Comment by 3abiton
This looks interesting! What's the added value over wireguard + openwrt setup?
This looks interesting! What's the added value over wireguard + openwrt setup?
It's a mesh VPN, so peers communicate directly without additional delay.
I opted for Netbird myself because Headscale's UI felt too basic for me back then. Has that improved over the years probably?
They are both based on WireGuard (kernel-space and user-space `wireguard-go`), so I guess there's no significant difference in performance for typical usage.
In terms of stability, Netbird has been pretty good for me. I've been using Netbird as the backhaul network for my laptop, phone and inter-site k3s cluster for several years without major issues.

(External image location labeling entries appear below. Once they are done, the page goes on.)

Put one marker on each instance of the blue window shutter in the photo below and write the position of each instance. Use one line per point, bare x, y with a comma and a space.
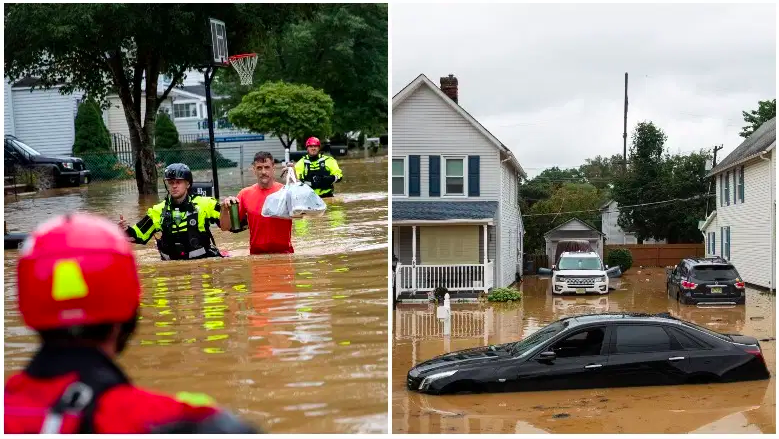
435, 176
474, 177
413, 176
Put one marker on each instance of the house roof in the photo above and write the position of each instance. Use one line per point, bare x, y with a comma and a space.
703, 224
420, 80
763, 139
443, 210
570, 221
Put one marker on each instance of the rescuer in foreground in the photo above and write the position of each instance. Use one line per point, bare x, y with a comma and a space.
78, 288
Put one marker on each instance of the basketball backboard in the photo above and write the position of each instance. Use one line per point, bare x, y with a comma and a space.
218, 41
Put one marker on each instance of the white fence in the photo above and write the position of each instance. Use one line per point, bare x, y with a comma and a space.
461, 277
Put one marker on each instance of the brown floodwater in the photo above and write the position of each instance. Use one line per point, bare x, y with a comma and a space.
746, 407
291, 343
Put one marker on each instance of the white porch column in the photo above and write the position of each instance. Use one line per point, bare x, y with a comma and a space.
414, 259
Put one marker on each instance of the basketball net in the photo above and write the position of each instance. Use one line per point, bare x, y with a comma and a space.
244, 65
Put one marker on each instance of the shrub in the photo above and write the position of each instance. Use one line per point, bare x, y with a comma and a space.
507, 294
621, 257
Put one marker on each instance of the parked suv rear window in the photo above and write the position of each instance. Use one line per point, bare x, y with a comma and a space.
714, 272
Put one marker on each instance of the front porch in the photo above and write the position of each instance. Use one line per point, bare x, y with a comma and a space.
454, 255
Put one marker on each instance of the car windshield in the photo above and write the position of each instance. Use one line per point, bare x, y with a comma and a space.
526, 345
579, 263
714, 272
24, 147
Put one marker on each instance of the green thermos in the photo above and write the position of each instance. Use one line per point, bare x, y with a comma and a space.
235, 221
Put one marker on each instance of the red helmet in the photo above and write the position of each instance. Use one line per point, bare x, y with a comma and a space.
77, 270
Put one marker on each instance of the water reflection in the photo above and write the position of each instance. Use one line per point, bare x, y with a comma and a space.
732, 408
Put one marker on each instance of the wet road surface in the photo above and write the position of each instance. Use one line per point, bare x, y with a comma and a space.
291, 343
747, 407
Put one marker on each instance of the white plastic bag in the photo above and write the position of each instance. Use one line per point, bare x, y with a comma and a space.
277, 204
303, 201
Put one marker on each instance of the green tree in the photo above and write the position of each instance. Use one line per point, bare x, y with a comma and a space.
766, 110
571, 200
91, 133
339, 48
166, 135
116, 48
288, 111
93, 143
654, 176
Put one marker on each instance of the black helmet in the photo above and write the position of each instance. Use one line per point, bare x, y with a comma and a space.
178, 171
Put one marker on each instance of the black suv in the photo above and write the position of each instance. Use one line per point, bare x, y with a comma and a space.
706, 280
66, 171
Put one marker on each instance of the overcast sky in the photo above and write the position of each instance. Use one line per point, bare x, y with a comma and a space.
548, 80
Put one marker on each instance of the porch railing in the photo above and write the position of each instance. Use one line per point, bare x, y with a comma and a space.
457, 277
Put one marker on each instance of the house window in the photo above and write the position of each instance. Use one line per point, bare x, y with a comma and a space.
727, 188
399, 176
725, 242
184, 110
454, 176
741, 184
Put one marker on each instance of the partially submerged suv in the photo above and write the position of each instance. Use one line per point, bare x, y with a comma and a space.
579, 273
713, 281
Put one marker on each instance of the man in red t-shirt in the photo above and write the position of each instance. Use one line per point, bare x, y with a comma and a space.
266, 235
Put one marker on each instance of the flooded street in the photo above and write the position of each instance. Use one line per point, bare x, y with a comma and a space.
746, 407
292, 343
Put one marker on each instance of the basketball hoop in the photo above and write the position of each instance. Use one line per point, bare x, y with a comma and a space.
244, 65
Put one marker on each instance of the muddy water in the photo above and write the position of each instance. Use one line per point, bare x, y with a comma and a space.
717, 408
292, 343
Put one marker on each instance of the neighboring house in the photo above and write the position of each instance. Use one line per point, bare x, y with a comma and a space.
455, 195
43, 119
613, 233
573, 229
186, 106
743, 227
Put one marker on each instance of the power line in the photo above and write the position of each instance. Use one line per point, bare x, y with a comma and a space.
655, 203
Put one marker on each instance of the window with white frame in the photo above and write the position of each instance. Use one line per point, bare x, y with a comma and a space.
399, 181
454, 175
184, 110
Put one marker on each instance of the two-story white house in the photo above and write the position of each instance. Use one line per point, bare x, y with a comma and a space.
612, 232
456, 221
742, 229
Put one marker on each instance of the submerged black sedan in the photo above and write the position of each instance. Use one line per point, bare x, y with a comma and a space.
598, 350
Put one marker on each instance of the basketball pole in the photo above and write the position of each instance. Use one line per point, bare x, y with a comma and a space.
209, 76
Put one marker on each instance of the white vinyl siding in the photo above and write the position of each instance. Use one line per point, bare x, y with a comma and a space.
751, 223
425, 125
45, 119
399, 176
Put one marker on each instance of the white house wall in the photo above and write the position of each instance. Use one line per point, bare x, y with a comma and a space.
425, 125
45, 119
750, 223
510, 238
8, 108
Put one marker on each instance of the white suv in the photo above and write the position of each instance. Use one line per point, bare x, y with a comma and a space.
580, 273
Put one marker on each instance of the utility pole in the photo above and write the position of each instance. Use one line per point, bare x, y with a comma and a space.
714, 161
625, 129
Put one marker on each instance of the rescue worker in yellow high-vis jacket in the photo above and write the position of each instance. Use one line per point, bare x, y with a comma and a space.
317, 170
183, 218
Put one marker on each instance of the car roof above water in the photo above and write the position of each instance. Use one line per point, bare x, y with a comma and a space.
625, 317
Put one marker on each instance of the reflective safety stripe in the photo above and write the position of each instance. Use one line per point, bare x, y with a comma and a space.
68, 282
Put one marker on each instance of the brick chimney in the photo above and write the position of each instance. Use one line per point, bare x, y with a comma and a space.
449, 86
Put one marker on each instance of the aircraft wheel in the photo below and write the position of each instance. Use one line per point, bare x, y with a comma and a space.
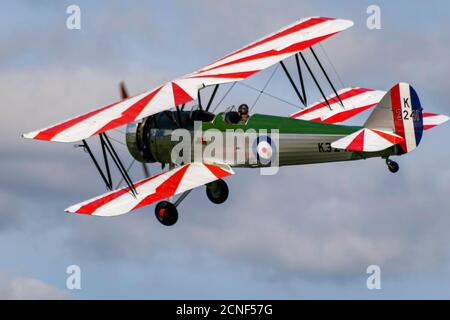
166, 213
217, 191
393, 166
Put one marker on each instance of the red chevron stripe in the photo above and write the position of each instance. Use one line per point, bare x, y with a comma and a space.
303, 25
358, 143
392, 139
90, 208
344, 115
217, 171
49, 133
165, 189
271, 53
130, 114
344, 96
232, 75
179, 95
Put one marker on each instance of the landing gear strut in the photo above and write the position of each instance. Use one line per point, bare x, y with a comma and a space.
217, 191
166, 213
392, 166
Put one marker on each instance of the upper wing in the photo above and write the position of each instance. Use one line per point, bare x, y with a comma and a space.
367, 140
153, 189
233, 67
355, 100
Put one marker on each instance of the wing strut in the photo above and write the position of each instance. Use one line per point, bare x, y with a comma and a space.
326, 76
302, 98
315, 80
108, 149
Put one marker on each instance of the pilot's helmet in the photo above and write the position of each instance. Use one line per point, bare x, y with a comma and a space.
243, 109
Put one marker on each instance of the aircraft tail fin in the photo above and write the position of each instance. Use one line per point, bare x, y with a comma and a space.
399, 112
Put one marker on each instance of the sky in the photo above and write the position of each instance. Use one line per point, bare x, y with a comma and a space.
308, 232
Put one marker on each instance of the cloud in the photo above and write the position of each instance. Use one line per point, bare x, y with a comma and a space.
10, 214
24, 288
324, 221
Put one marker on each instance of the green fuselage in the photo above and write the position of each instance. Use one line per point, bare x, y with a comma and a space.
297, 141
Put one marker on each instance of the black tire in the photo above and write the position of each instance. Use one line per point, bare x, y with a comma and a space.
217, 191
393, 166
166, 213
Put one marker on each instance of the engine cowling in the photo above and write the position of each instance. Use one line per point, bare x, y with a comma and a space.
137, 139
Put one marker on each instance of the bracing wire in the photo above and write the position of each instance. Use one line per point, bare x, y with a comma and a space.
332, 65
128, 169
264, 88
224, 96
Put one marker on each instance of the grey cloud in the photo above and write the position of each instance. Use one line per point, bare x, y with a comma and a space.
315, 221
14, 287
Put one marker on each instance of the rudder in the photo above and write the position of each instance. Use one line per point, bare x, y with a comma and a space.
399, 111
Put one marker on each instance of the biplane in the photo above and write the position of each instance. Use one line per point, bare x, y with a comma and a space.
313, 134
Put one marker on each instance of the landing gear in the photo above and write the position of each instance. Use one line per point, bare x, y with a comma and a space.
217, 191
392, 166
166, 213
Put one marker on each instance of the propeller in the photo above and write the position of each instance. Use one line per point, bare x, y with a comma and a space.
124, 95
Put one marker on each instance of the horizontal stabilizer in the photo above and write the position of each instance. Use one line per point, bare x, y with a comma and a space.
153, 189
355, 101
431, 120
367, 140
236, 66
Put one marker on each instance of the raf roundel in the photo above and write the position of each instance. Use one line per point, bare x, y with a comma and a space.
264, 149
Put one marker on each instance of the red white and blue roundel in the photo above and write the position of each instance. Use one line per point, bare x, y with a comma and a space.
264, 149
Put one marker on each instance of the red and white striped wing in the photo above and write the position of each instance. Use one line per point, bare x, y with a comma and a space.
431, 120
355, 100
153, 189
233, 67
368, 140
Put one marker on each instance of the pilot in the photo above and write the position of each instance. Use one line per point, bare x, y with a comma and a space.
243, 113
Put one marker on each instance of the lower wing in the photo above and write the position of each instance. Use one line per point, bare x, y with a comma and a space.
153, 189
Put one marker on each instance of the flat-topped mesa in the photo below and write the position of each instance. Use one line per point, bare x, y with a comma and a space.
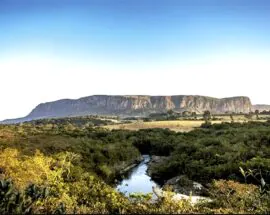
139, 105
135, 105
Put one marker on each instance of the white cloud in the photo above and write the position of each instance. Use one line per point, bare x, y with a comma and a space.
29, 80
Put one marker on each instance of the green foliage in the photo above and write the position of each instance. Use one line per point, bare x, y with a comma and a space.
59, 167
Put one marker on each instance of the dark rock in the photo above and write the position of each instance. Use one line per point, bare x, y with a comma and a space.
181, 184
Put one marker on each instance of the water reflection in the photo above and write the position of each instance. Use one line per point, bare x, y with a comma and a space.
137, 179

One major downside of Netbird is that its Android client can be quite a battery drainer [1]. (It keeps your fingers warm during winter, though!) As for Tailscale, it offers some neat features like Funnel, which is missing in Netbird, but in my case, covered by DNS and k8s Ingress.

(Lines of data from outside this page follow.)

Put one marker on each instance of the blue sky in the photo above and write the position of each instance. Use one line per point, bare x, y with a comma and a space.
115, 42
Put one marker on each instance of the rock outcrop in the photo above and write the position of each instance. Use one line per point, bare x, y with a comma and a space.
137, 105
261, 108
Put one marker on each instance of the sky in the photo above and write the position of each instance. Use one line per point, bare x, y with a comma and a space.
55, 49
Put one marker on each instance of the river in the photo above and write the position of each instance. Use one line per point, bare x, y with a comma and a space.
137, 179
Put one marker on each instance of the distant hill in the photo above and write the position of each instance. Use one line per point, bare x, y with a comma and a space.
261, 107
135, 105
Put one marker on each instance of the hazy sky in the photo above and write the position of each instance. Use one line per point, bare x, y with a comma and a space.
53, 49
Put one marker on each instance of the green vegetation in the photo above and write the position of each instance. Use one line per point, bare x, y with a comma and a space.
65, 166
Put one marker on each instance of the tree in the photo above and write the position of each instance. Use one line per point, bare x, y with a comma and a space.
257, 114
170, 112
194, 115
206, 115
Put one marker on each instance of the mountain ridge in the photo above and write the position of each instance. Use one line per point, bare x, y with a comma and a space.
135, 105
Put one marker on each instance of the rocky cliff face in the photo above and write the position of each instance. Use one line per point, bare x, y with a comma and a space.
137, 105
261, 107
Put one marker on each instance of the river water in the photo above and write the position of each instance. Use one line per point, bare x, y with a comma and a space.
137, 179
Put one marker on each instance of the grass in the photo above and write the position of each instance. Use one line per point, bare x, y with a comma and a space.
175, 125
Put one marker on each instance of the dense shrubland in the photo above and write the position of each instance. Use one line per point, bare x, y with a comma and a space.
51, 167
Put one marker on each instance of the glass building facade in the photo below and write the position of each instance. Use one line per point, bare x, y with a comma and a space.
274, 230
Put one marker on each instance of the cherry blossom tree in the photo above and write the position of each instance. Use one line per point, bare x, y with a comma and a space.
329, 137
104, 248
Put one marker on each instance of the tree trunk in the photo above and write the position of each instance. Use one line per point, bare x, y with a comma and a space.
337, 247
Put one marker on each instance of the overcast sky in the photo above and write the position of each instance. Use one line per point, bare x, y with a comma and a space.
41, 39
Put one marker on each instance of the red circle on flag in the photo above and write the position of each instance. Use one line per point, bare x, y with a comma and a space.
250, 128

Netbird seems (or perhaps is?) newer. It didn't have some basic features baked in when I last looked into it, e.g. you couldn't switch accounts on the client https://github.com/netbirdio/netbird/issues/3273 and if I had an account associated with a single team, then that account couldn't be invited to or be associated with additional teams.

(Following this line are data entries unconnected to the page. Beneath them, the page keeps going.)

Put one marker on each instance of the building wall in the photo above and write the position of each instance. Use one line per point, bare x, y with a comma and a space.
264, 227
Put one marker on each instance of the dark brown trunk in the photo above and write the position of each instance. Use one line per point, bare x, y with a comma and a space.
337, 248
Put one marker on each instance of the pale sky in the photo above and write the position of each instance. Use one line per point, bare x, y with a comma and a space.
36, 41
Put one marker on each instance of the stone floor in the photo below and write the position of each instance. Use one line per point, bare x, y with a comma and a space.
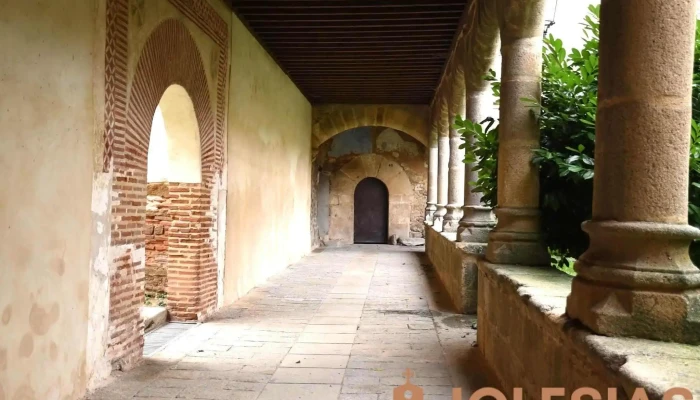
342, 324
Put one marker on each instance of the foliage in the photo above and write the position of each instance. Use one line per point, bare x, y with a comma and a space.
566, 114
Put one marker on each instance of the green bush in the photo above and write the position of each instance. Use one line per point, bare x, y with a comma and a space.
566, 114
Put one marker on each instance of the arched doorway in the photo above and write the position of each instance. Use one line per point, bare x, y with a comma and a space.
371, 211
173, 175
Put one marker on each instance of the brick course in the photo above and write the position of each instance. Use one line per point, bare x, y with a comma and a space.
169, 56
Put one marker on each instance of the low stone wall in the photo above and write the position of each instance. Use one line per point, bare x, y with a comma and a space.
455, 264
529, 342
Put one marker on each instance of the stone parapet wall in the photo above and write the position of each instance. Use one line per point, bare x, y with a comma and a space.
456, 265
530, 343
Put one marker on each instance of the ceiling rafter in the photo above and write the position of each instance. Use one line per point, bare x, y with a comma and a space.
357, 51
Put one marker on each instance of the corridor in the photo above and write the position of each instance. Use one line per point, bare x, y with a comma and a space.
344, 323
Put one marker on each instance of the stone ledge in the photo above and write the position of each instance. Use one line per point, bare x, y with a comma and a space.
455, 264
530, 314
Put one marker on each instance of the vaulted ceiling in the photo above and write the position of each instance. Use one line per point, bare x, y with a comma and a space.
357, 51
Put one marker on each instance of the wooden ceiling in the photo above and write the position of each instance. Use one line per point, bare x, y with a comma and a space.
357, 51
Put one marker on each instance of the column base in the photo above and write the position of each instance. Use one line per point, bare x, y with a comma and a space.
475, 225
452, 217
429, 212
612, 311
636, 279
516, 239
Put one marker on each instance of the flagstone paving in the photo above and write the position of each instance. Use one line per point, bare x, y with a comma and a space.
342, 324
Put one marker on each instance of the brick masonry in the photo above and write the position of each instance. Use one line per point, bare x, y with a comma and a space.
169, 56
157, 226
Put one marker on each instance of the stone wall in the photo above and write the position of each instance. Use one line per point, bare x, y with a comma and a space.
530, 343
455, 264
269, 168
332, 119
157, 226
50, 111
344, 160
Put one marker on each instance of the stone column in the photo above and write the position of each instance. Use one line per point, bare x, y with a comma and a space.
455, 180
443, 163
480, 55
636, 278
432, 171
477, 220
516, 239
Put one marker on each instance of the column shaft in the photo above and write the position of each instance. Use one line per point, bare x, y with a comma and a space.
443, 166
636, 278
455, 180
431, 206
477, 220
516, 239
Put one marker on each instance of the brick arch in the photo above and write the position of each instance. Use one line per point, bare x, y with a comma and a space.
343, 184
331, 120
169, 56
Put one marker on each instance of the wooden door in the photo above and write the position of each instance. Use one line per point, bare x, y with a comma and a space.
371, 211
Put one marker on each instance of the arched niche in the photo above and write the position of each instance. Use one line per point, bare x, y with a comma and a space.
174, 153
342, 196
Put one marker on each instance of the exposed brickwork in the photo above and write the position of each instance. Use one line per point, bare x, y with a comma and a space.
169, 56
157, 226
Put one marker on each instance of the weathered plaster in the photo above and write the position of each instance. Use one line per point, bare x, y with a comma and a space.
48, 124
344, 149
342, 204
269, 166
332, 119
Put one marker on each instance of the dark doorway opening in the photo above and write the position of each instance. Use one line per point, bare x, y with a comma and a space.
371, 211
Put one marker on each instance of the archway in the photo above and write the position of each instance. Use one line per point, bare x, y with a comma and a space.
371, 212
343, 183
169, 56
174, 169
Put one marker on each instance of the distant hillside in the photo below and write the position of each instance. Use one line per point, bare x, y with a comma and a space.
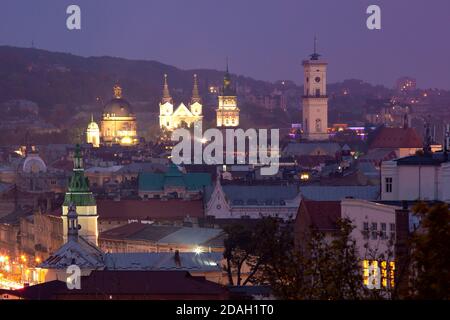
50, 78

Tailscale's value prop is "Wireguard that the merely somewhat-technically-inclined can set up and manage unassisted". Across tons and tons of clients (my AppleTVs connect to my Tailscale network, this took maybe a minute to configure—and they can act as gateways)
Some do not want/have a fixed IP address or anything listening on their home network.
Tailscale or having Headscale hosted somewhere else allows you to do that.
Your devices will connect to each other peer-to-peer (even behind complex NATs) with no manual configuration, subject to ACLs you centrally manage. It just works.
People sometimes dismiss Tailscale as "just" a WireGuard orchestrator, but it's actually much more than that - From a product perspective, WireGuard is just an implementation detail.